Amy Ciminnisi is a first year Distinguished Scholar student in the University Studies program, leaning toward an Anthropology major with a Museum Studies minor. She always had a propensity towards museums, specifically natural history museums, and admits to being the one person who, “actually reads every single small plaque and description” when visiting an exhibit.
When Amy officially declared her minor, she met with Museum Studies Program Coordinator Meg Hutchins and learned of MSST 464, a three credit research internship, and recently, Amy got involved with the historical research at the 1738 Amstel House, which solidified her choice of minor (and potential major). Although she is a first year student, Amy hopes to make an impact and continue her research throughout her four years at UD.
The Amstel House that Amy is working to improve was built facing the courthouse in 1738 and was the largest residential building in New Castle which housed several wealthy and prominent Delaware figures. Although the House is almost fully restored and has been functioning as a museum since it got the funds in 1929, there are still various maintenance and improvement projects which the MSST 464 students are working on. Currently there are two groups, each led by a graduate student, and Amy is part of one which works on restoring a palette bed in one of the Amstel House’s bedrooms.
On top of her intellectual interests and involvement with research, Amy is also a member of the UD swing dance club. The club has about 30 consistent members with Friday socials and Wednesday and Sunday workshops. Members of the club go to events, host social dances, and attend a competition or two, one of which was the Collegiate Lindy Hop Championship in D.C., which Amy attended this semester.

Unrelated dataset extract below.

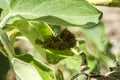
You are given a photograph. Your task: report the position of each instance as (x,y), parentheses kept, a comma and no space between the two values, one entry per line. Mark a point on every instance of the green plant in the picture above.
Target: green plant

Amy is passionate about various topics regarding social justice, and often speaks on GRASP panels regarding gender roles and sexuality in the classroom. Her honors colloquium last semester was called “Writing for Social Justice,” and allowed her to do campus climate research on how international and domestic students interact with each other. She wrote assessment reports, photographed people, and presented at a mini symposium. Her research found that international students are not well integrated into the student population, so she proposed several improvements to an already existing domestic and international student pairing program, including increased peer mentorship, better advertisement of events, and utilizing the data from a survey that was sent to the international students.
Amy, like many UDHP students, is very involved in intellectual, social, and philanthropic aspects of student life at UD. Although she was unsure of what to major in right away, her historical research opportunity has solidified her future choice of Anthropology. “That’s what’s great about the University Studies program here at UD”, Amy said, “It allows you to explore your diverse interests before settling on just one.”